Pierce Brosnan plays Harry Dalton, a volcanologist from the U.S. Geological Survey, who is sent to the perky little town of Dante’s Peak. Strange things are happening in Dante’s Peak; or maybe they aren’t. That’s what Harry has to find out. He arrives and hooks up with mayor Rachel Wando (played by Linda Hamilton) who shows him around. The movie spends some time getting to know Rachel, Harry, his colleagues, and the town. The characters are likeable, largely because Brosnan and Hamilton are so charismatic. And thankfully, as Andrea says, Rachel’s kids aren’t too annoying, (as many movie kids are these days).

The movie really takes off, though, when the mountain blows. At first there is panic among the townspeople and the panic is well-staged. Quite often action sequences comprise a bunch of close-ups, cut together. (That’s cheaper, easier, and less interesting than actually spending time to choreograph the sequence.) The confusion in Dante’s Peak is not entirely created through editing. There are actually carefully staged wide shots of townspeople running and driving amok. The freeway at the edge of town collapses and it looks like footage from the San Francisco earthquake. A flood of water, ash, and logs sweeps down the mountain and it looks like footage from Mt. St. Helens. Harry Dalton (the character) is trapped in a cave-in and I fear for Pierce Brosnan’s (the actor’s) safety.

After the preliminary eruption, the main characters rush from one dangerous situation to the next, and each of these sequences is riveting and frightening.
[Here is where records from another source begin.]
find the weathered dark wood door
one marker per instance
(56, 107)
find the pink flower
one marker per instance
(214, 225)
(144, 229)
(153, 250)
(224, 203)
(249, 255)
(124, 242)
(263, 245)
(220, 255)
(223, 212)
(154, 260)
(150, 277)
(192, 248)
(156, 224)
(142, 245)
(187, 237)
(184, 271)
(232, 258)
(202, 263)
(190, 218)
The characters never do anything inhumanly stupid to bring the danger on themselves (as characters often do in horror movies), but there’s always one more dangerous situation for the characters to face. Having survived several close geologic encounters, Harry and Rachel try to drive down off the mountain, only to discover that the road is blocked by a lava flow. Driving on might get them stuck in lava, but turning around might trap them on a doomed mountain. Credit the writing of Leslie Bohem for keeping these situations tense without feeling contrived, and for including enough of these vignettes to keep the pace moving.

I assume that most of these situations were computer generated (like the flood and the freeway collapse), and if it’s true, these are the best computer-generated graphics I have seen. They were crude at the beginning of Dante’s Peak (the peak is clearly inserted into the backgrounds), interesting in Terminator 2 and passably believable in Jurassic Park, but the flood scene in Dante’s Peak looked frighteningly real and the freeway collapse had me riveted. They didn’t work everywhere, like when the lava burst though the back wall of the cabin, but perhaps for the first time, some of the computer graphics are seamless.

This movie was crafted and not slapped together. There is some interesting camera work during the setup of the movie. The camera, in two parallel shots started on the face of a character, then pulled back and swung around to reveal the whole scene. It’s not much, but it showed me that some care and thought were put into the movie. There was no superheroism, no dumb luck, no coincidences, no token sex scenes, and no irrelevant pop music sprinkled in as an excuse for a soundtrack. Also, three PhDs were credited as advisors. I am not qualified to say if the science was true to life, but it felt about right and it wasn’t condescending.

Although this movie may be totally forgotten in five years, it is great entertainment.